THE VIRTUOSO LISZT. By Dana Gooley. 280pp. Cambridge University Press. £45 (US $75). - 0 521 83443 0
Mania and militarism in the life of Liszt
Franz Liszt, still often thought the greatest of all pianists, made his mark as an international virtuoso mainly during a period of less than a decade. From
1838 to 1847 he criss-crossed Europe with frenetic energy, presenting more than
1,000 concerts from Madrid to St Petersburg, from Constantinople to Manchester.
Heads of state conferred on him singular honours: the Order of Carlos II in Madrid, the Order of the Lion of Belgium in Brussels, the "sabre of honour" in Pest, and (perhaps with rather different implications ) two trained bears from Tsar Nicholas I in St Petersburg. Tumultuous ovations greeted him almost everywhere. In 1838, a series of six concerts in Vienna became ten by popular demand; Berlin in 1841-2 enjoyed a ten-week stretch of twenty-one concerts, filled to overflowing, at which Liszt performed some eighty works.
Especially in that city, Liszt seems to have aroused a kind of hysteria, for which Heine coined a name, "Lisztomanie". Well- situated women collected the pianist's hair- clippings, it was said, and wore his discarded cigar butts on their persons; he received the Ordre Pour le Merite, and departed the city along Unter den Linden in a procession of thirty carriages drawn by white horses, as the King and Queen of Prussia waved from a palace window. The press in many cities -with Paris in the lead -offered detailed reports of these adventures, sometimes with a strong dose of sarcasm, and cartoonists everywhere rejoiced.

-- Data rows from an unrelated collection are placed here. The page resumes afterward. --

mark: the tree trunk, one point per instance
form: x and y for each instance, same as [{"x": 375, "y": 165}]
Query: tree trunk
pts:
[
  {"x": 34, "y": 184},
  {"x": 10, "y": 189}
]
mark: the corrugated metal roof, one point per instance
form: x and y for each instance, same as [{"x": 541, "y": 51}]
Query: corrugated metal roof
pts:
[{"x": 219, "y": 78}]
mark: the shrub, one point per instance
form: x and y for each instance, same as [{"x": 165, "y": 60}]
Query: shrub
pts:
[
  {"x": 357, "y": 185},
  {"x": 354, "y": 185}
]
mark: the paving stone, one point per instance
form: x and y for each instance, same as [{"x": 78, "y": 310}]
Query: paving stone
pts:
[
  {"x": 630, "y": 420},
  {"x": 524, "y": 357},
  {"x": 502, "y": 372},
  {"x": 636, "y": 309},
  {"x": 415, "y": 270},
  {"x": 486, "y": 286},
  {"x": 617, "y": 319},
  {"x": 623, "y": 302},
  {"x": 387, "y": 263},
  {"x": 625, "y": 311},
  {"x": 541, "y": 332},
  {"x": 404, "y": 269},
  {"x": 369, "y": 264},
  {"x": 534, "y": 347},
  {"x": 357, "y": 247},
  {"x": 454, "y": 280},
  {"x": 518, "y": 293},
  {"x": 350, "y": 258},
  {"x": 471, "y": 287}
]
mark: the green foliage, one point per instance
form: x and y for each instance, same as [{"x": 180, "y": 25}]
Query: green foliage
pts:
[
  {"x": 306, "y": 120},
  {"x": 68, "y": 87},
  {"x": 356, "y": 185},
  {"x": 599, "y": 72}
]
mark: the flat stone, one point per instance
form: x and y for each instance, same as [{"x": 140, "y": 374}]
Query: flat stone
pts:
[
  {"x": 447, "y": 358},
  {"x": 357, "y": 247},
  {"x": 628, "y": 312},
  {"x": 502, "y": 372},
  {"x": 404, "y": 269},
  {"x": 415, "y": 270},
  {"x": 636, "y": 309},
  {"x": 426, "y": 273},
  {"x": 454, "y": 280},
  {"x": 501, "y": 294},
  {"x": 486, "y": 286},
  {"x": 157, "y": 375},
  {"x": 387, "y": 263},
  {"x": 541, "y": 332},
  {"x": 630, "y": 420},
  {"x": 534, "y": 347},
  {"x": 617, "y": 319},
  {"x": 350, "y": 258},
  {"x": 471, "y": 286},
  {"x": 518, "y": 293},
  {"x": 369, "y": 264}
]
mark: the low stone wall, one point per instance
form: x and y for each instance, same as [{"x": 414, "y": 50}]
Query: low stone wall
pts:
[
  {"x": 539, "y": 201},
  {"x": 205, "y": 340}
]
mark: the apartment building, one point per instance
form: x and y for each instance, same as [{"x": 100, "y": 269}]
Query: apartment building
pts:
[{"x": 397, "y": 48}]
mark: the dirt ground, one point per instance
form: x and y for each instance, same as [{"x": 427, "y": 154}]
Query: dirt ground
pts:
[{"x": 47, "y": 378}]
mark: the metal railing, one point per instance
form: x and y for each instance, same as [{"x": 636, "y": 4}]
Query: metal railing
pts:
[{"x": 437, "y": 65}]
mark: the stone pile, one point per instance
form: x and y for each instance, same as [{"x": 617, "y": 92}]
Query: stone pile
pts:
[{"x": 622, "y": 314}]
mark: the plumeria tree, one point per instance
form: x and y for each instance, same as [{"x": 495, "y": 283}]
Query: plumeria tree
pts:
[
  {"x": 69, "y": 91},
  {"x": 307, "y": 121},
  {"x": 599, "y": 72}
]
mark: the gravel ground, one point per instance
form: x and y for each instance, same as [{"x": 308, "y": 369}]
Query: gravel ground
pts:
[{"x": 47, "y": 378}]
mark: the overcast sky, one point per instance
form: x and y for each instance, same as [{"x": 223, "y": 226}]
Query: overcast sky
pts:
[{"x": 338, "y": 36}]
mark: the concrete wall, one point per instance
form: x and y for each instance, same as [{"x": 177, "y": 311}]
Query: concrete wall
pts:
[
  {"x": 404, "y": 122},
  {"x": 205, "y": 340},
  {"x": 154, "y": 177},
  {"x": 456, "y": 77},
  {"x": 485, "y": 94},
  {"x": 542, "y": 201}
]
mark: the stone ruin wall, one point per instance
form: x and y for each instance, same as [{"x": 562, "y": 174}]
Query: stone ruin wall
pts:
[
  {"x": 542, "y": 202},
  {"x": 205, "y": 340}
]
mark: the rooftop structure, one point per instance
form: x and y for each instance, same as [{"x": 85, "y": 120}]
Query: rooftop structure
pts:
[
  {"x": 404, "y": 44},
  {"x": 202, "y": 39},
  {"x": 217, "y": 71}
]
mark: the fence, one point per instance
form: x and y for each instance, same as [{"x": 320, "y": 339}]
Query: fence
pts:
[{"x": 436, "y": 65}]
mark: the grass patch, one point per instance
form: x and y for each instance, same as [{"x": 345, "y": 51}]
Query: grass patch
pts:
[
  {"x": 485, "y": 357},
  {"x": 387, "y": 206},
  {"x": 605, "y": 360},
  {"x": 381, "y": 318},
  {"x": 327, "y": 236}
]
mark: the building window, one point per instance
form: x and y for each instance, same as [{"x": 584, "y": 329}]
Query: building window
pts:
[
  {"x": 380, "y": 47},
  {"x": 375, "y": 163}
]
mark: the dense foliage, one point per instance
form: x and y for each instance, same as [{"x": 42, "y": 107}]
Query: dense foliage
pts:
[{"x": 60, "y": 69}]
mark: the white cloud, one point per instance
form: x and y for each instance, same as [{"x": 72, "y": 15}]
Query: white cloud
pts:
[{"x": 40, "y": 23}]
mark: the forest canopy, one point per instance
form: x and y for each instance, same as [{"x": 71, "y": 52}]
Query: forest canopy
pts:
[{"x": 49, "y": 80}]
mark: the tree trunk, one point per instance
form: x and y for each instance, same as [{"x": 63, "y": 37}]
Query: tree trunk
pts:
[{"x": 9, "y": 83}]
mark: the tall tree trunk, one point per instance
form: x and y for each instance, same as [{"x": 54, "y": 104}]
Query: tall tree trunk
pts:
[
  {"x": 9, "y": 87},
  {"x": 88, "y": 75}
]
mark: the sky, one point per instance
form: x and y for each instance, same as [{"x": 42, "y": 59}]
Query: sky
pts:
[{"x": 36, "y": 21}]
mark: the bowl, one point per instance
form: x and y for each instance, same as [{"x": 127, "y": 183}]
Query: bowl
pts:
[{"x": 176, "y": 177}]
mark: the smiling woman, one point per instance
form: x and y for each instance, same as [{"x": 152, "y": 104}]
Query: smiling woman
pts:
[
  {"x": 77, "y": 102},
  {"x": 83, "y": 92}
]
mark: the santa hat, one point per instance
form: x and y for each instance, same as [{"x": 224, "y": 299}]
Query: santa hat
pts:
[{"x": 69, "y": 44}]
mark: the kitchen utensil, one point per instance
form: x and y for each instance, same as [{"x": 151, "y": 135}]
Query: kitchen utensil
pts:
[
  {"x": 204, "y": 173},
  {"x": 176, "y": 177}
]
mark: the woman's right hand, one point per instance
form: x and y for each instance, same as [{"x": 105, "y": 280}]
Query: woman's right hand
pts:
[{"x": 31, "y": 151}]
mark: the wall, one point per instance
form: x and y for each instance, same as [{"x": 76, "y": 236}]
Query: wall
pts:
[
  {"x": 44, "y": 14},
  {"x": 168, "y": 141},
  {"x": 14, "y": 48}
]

What was it about Liszt's playing and person that stirred such excitement? He was but one of many piano virtuosi, most of them also born in Central or Eastern Europe and operating mainly out of Paris, which, after the July Days of
1830, had once again become the European centre of fashion for everything from music to couture and cuisine. Except for Chopin, these other pianists have largely slipped into obscurity: Henri Herz, Theodor Doehler, Johann Peter Pixis, even Liszt's chief rival, Sigismund Thalberg, who in 1837 competed with him in a celebrated piano "duel" at the Paris salon of the colourful Italian emigree Princess Cristina Belgiojoso-Trivulzio (said to have entertained both Heinrich Heine and the aged General Lafayette in her boudoir). All these pianists toured widely and successfully; Herz travelled even more widely than Liszt, performing in South America in 1845 and shortly thereafter in some 400 concerts in the United States.
Nor did their repertories greatly differ: all offered standard favourites by contemporary composers such as Weber and Hummel, together with a good many of their own compositions, prominent among them the fantasies and variations on favourite melodies from current operas.
(Schumann, who detested the genre, once referred to such variations as a tune in "four or five successive states of watery decomposition".) Liszt added to his programmes works of older composers, and piano paraphrases of songs and symphonies, but this does not seem to account for the extremes of audience reaction.